3 When the prosecution asked for clarification as to the recovered items that were included in the restitution requests, Diop’s attorney replied that “there is no way the defense could know with the evidence that was given to us what exactly lines up.” Wells’s attorney chimed in to note that Detweiler was the only victim who reported missing a pearl necklace, and one of the items photographed in the defense exhibits was a pearl necklace. The prosecutor responded that Librock and Detweiler “heavily document[ed] their losses” with “[a]pporximately 50 pages worth or more, and these are from jewelers.” He claimed that “the victims were asked by the police department to compile a list of their lost property” but “now we have a full documentation of it and time went by, and they were able to make appropriate estimates.” “More importantly, I have spoken to these victims, and they said these are the items that were not provided back to them or recovered after the defendants’ apartment was searched.” The prosecutor conceded that the Giordanos requested restitution for two computers even though one of the computers was returned to them. Accordingly, he agreed to reduce the amount the Giordanos were requesting by $979. “Other than that, I don’t see any other items that were returned or any other miscounting.” At this point, Diop’s counsel objected again and asked the court to disregard “anything [the prosecutor] is offering as to what the victims in this case told him.” Defendants’ attorneys otherwise argued that the prosecution’s documentation did not support some of the restitution amounts requested. After the matter was submitted by the parties, the trial court said it was going to “review all of the documents and compare them with the exhibits” received by the court.

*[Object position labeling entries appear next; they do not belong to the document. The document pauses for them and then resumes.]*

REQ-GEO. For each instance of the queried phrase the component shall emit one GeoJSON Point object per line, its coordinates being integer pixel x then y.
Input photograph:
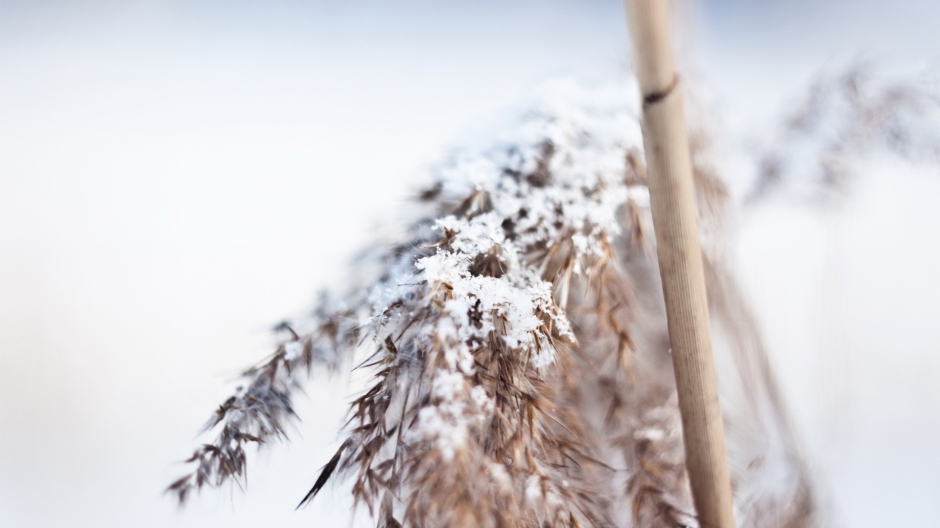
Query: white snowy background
{"type": "Point", "coordinates": [176, 177]}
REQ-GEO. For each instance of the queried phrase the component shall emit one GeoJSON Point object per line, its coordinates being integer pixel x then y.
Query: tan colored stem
{"type": "Point", "coordinates": [680, 261]}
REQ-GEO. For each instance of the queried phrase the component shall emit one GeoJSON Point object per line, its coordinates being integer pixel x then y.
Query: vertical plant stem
{"type": "Point", "coordinates": [669, 166]}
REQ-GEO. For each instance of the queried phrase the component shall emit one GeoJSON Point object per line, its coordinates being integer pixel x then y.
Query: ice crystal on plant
{"type": "Point", "coordinates": [522, 374]}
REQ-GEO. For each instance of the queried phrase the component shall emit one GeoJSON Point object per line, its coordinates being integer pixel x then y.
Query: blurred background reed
{"type": "Point", "coordinates": [176, 177]}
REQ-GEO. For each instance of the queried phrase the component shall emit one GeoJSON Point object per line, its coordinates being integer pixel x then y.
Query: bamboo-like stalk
{"type": "Point", "coordinates": [680, 260]}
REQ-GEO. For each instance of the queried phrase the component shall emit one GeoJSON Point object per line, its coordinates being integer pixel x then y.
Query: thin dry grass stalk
{"type": "Point", "coordinates": [517, 343]}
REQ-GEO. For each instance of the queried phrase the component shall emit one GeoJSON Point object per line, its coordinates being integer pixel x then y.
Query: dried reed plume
{"type": "Point", "coordinates": [517, 336]}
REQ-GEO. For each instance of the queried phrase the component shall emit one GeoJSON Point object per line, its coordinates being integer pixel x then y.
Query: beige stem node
{"type": "Point", "coordinates": [672, 196]}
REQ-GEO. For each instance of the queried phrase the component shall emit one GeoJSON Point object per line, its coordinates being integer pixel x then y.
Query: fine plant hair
{"type": "Point", "coordinates": [516, 335]}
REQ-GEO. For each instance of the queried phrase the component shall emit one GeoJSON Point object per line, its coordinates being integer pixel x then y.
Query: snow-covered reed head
{"type": "Point", "coordinates": [517, 341]}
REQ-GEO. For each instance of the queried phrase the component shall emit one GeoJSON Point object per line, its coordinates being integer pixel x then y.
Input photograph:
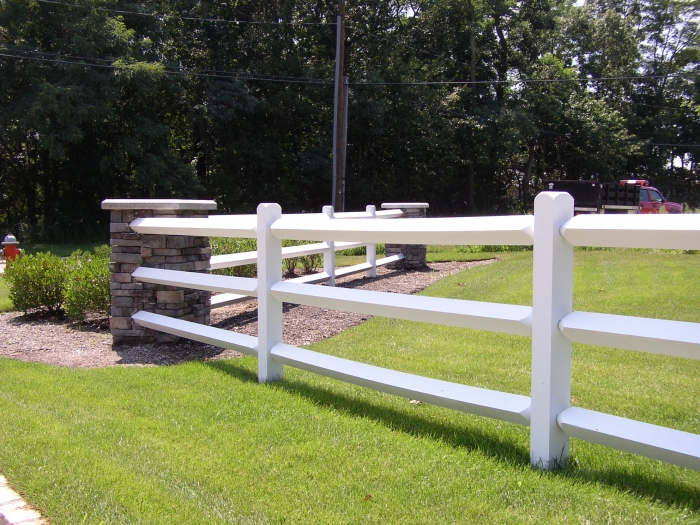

4 A few weeks later, the trial court issued restitution orders holding defendants jointly and severally liability for restitution in the amounts of $143,955.63 for Detweiler and Librock, $15,300 for Mrs. Giordano, and $31,421.97 for Mr. Giordano. II. DISCUSSION Defendants contend the prosecutor violated the advocate-witness rule at the restitution hearing. They point to the prosecutor’s explanation for Detweiler’s inconsistent estimates and the comments he made that it was “his opinion and belief that . . . all expenses are accounted for” in the restitution requests, that he had “spoken with the victims” and they told him that the items returned to them were not included in their restitution requests and that their insurance did not cover all their losses, and that the police department “returned all property to victims in this restitution request as for the property that was neither located or recovered.” We conclude that defendants have not shown reversible error. “It is generally prohibited for a prosecutor to act as both an advocate and a witness.” (People v.